When Adair Lara’s daughter Morgan turned thirteen, she was transformed, seemingly overnight, from a sweet, loving child into an angry, secretive teenager who would neither listen nor be disciplined. The author, her youngest son, Patrick, her ex-husband, Jim, and her new husband, Bill, all stepped on a five-year roller-coaster ride in which Morgan incarnated the chaos principle in torn jeans and dyed hair. Drinking, drugging, disappearing, suspicious companions, failing and cheating at school, joy riding in a stolen car–there was no variety of adolescent acting out that she didn’t indulge in. For Adair Lara it became an endless sojourn at the end of her rope, a trial immensely complicated by the reappearance in her life of her aging father, a man who had abandoned his wife and seven children decades earlier. Inevitably, Morgan’s misbehavior revives memories of her own headstrong adolescence, while her father’s presence makes agonizingly real for her the consequences of giving up. Paradoxically, he also becomes the source of her best advice.
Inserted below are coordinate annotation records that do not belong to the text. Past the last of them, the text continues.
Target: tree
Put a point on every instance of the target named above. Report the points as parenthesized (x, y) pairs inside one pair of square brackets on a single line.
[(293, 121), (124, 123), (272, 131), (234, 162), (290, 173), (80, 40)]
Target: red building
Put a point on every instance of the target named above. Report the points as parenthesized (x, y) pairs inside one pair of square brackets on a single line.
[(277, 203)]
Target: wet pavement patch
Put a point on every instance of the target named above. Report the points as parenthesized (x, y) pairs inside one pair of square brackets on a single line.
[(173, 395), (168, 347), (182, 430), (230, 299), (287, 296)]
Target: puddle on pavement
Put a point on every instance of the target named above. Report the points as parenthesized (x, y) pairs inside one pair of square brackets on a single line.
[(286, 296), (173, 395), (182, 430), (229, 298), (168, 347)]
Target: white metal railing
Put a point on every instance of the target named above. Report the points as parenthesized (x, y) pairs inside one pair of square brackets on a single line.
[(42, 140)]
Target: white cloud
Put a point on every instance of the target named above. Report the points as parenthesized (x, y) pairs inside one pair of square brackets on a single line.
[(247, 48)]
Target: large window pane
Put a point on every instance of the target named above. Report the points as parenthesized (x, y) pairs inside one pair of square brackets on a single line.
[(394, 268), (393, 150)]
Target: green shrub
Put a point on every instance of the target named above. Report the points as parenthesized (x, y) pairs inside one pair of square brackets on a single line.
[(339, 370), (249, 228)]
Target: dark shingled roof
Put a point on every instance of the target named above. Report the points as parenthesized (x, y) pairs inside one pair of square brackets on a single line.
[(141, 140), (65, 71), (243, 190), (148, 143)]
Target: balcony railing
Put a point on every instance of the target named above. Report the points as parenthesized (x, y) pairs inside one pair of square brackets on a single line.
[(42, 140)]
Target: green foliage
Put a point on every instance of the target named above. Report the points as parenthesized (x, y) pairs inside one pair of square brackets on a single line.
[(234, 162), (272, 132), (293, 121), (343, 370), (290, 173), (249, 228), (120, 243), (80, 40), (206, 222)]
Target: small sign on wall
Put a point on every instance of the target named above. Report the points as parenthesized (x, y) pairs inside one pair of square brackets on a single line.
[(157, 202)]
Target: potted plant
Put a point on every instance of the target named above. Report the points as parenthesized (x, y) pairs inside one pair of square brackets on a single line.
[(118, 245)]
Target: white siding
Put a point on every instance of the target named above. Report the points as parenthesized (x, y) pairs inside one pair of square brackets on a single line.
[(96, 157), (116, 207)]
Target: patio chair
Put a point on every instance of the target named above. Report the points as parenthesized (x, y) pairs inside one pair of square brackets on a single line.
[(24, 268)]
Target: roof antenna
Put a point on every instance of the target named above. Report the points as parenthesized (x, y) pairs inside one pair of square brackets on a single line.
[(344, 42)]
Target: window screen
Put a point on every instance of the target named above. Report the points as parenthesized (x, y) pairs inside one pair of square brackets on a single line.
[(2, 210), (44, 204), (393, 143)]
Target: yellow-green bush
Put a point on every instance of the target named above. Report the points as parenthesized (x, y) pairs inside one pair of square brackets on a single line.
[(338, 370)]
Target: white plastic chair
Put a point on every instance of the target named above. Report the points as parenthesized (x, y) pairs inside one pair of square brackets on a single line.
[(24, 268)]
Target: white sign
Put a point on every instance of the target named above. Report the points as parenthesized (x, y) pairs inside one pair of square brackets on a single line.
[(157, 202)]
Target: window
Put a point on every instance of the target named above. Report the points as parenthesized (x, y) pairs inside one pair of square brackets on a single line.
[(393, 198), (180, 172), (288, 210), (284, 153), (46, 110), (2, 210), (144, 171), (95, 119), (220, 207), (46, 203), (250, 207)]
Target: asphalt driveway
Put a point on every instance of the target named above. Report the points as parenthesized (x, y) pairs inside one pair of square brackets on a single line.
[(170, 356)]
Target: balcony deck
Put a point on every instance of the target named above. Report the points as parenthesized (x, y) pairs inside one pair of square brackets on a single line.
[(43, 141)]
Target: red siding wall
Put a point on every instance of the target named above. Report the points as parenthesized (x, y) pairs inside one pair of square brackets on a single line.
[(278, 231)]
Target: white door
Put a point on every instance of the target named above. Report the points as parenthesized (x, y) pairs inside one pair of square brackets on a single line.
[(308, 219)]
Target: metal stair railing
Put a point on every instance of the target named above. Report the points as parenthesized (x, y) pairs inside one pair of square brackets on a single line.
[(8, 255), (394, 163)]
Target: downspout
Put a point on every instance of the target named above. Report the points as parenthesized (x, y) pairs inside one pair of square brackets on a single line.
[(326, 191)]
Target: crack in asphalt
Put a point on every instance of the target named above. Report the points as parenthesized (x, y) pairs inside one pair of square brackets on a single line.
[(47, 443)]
Hold Me Close, Let Me Go is an emotionally charged, often brutally honest memoir that all parents (and anyone who was ever a teenager) will experience shocks of recognition from while reading. It imparts invaluable lessons about holding loved ones close through the roughest passages and about the power of family to overcome the most grievous obstacles. Adair Lara is a clear-eyed and eloquent witness to the complex costs and rewards of motherhood, and her book will redefine for readers their idea of what being “a good enough mother” really means.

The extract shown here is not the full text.